A Saga de Mitrax
Parte do Mundo
Autor:
Sérgio Roberto de Paulo
m belo dia, lá pelo distante ano de 1082 da Era dos
Grandes Reis e Rainhas, quando o mago Aldebaran estava examinando uns papéis em
seu escritório, algo mais ou menos inusitado aconteceu. Inusitado, mas muito bem parte
do cotidiano, pois ele foi interrompido por um som que vinha da porta. Praticamente
sem se mexer, ergueu apenas os olhos, que se destacaram por cima do pergaminho que
segurava nas mãos.
O som provinha da maçaneta, que tinha formato alongado e parecia uma
pena. Ela parecia tremer, baixando e subindo periodicamente. Tal inusitado movimento
veio acompanhado de um baque surdo, do outro lado da porta. O mago não pode deixar
de sorrir, pois sabia exatamente a origem daquilo: certamente um ser de não elevada
estatura tentava abrir a porta. Portanto, Aldebaran se preparou para enfrentar a criatura
que irromperia recinto adentro dali a alguns segundos.
E, é claro, foi o que aconteceu. A porta se abriu num solavanco e tudo o que
ele pode observar, do referencial em que estava, foi alguns cachinhos castanhos vindo
em sua direção. Logo depois, duas mãozinhas apareceram na borda da mesa e, depois
ainda, dois olhinhos castanhos.
-Aldebaran, me conta uma história! – disse a menininha.

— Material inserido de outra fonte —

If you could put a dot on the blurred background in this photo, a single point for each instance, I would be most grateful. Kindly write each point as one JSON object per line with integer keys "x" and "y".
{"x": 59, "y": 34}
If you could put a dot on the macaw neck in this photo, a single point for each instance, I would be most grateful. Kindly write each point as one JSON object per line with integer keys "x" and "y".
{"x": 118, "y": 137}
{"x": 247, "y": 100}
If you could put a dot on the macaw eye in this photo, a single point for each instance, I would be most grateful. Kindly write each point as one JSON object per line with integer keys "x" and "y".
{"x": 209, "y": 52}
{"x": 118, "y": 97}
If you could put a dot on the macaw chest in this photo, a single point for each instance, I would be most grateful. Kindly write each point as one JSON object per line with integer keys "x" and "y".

O mago baixou sutilmente o pergaminho e respondeu, suavemente:
-Agora estou ocupado, jovem princesa.
-Uma só! – insistiu ela.
Mas aqueles papéis eram muito importantes. Tratava-se de relatórios sobre os
avanços do inimigo. Teria que estudá-los com urgência.
-Talvez mais tarde, sim?
Constatando que o mago não cederia, a menininha sumiu por trás da mesa,
deu meia volta e, cabisbaixa, caminhou lentamente em direção à porta. Muito
lentamente. O mago deu um suspiro, olhando para o teto. Bem, já estava dormindo
apenas três horas por dia, poderia dormir duas esta noite.
-Uma só, estás me ouvindo?
Imediatamente, a menina se transfigurou. Saiu correndo e, de um salto, subiu
numa poltrona que havia ali. Os dez segundos seguintes foram dedicados a se ajeitar.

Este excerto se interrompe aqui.